Auf dem Rückweg vom shoppen passiert es dann. Nach einer der verhassten Bodenwellen macht es „Knack“, ich schaue nach hinten und sehe Reifen und Fahrrad in extremer Schieflage.

Nachdem ich mir die Sache angeschaut und festgestellt habe, dass tatsächlich der gesamte Arm der Ersatzradhalterung abgebrochen ist und nur die Arretierung das herunter fallen verhindert hat, fahre ich gegenüber auf ein leeres Grundstück, packe das Fahrrad aufs Dach und schaffe es, den Reifen mit einer meiner Ketten wieder in Position zu bringen, somit kann ich wenigstens erst mal weiter fahren.
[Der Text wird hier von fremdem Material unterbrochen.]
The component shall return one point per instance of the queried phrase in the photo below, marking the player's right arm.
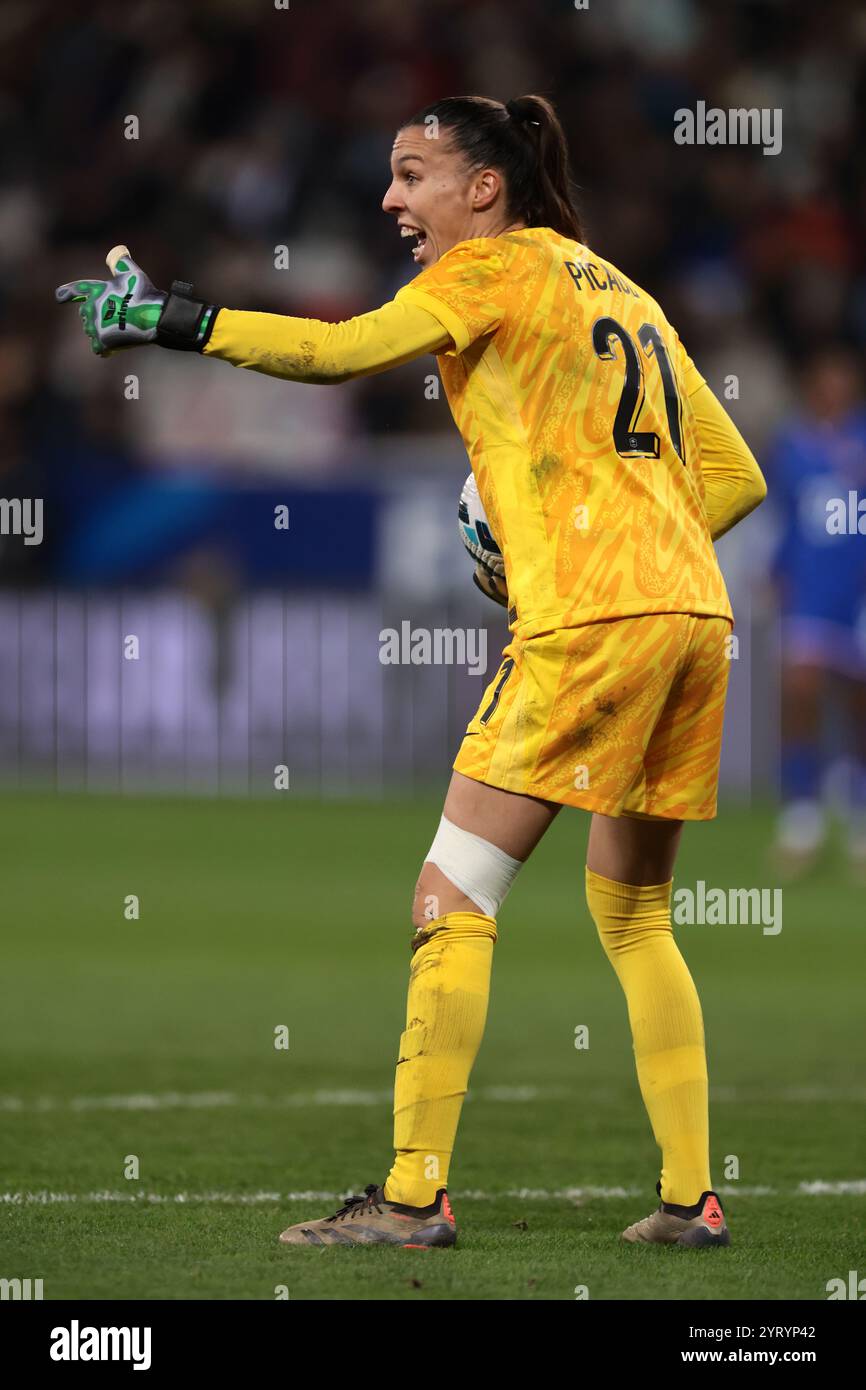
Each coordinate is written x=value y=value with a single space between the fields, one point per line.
x=733 y=483
x=129 y=312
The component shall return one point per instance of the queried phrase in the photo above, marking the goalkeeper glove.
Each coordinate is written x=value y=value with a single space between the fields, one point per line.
x=491 y=584
x=127 y=310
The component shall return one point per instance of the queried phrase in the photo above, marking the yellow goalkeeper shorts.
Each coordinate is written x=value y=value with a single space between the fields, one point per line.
x=623 y=717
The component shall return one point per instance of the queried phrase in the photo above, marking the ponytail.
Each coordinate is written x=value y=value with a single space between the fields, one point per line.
x=524 y=141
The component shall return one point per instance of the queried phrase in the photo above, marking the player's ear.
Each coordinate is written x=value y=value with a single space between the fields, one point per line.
x=487 y=185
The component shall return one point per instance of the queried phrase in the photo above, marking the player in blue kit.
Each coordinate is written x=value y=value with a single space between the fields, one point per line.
x=818 y=466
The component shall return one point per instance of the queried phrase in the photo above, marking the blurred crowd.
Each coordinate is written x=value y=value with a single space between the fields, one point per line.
x=211 y=134
x=260 y=125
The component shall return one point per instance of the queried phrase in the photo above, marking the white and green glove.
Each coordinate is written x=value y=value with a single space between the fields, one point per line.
x=128 y=310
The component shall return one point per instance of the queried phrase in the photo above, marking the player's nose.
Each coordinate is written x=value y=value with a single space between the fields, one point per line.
x=391 y=203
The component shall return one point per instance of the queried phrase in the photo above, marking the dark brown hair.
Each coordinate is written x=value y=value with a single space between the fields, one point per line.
x=526 y=143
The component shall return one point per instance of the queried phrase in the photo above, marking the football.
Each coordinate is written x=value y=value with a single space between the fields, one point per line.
x=476 y=530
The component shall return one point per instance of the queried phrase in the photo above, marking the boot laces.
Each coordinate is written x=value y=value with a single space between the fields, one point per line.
x=357 y=1204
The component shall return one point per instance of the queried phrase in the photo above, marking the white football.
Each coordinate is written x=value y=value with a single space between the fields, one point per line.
x=476 y=528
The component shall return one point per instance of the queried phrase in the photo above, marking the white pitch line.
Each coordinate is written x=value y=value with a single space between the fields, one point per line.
x=312 y=1100
x=531 y=1194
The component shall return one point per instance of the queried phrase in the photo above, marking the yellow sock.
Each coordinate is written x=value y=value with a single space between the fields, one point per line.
x=449 y=986
x=666 y=1026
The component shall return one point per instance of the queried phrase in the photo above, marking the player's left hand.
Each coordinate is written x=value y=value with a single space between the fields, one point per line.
x=491 y=584
x=121 y=312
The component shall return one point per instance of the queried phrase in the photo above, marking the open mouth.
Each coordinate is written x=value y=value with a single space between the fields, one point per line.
x=420 y=239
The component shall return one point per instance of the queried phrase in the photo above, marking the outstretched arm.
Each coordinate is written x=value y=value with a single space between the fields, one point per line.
x=733 y=483
x=128 y=312
x=307 y=349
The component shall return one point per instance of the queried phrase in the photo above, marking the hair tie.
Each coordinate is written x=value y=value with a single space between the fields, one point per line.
x=517 y=114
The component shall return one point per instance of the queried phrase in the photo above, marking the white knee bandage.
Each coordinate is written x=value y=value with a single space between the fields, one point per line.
x=477 y=868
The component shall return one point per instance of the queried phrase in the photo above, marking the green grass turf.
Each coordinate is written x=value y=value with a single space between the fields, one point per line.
x=256 y=915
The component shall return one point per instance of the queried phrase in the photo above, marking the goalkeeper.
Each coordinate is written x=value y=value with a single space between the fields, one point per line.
x=606 y=469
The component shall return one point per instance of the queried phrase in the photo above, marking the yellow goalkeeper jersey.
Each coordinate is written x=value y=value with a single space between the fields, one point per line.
x=572 y=392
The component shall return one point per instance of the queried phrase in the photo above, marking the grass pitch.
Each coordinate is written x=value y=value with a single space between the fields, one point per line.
x=153 y=1039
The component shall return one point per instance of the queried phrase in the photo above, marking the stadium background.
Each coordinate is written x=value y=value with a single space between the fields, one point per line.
x=263 y=128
Das Ding ist neu und sechs Wochen in Gebrauch.

Die Tiefst Entspannungsphase, die mir der lange Aufenthalt auf dieser Insel mittlerweile beschert, ist so groß, dass es fast schon Meditation gleicht, somit stufe ich diese Sache als nicht der Aufregung wert ein und bin froh, dass das Fahrrad nicht unterm Reifen begraben wurde. Auch die schlechten Straßen, übersät mit Löchern und Bodenwellen die vom Frost stammen , sind nun mal nicht zu ändern.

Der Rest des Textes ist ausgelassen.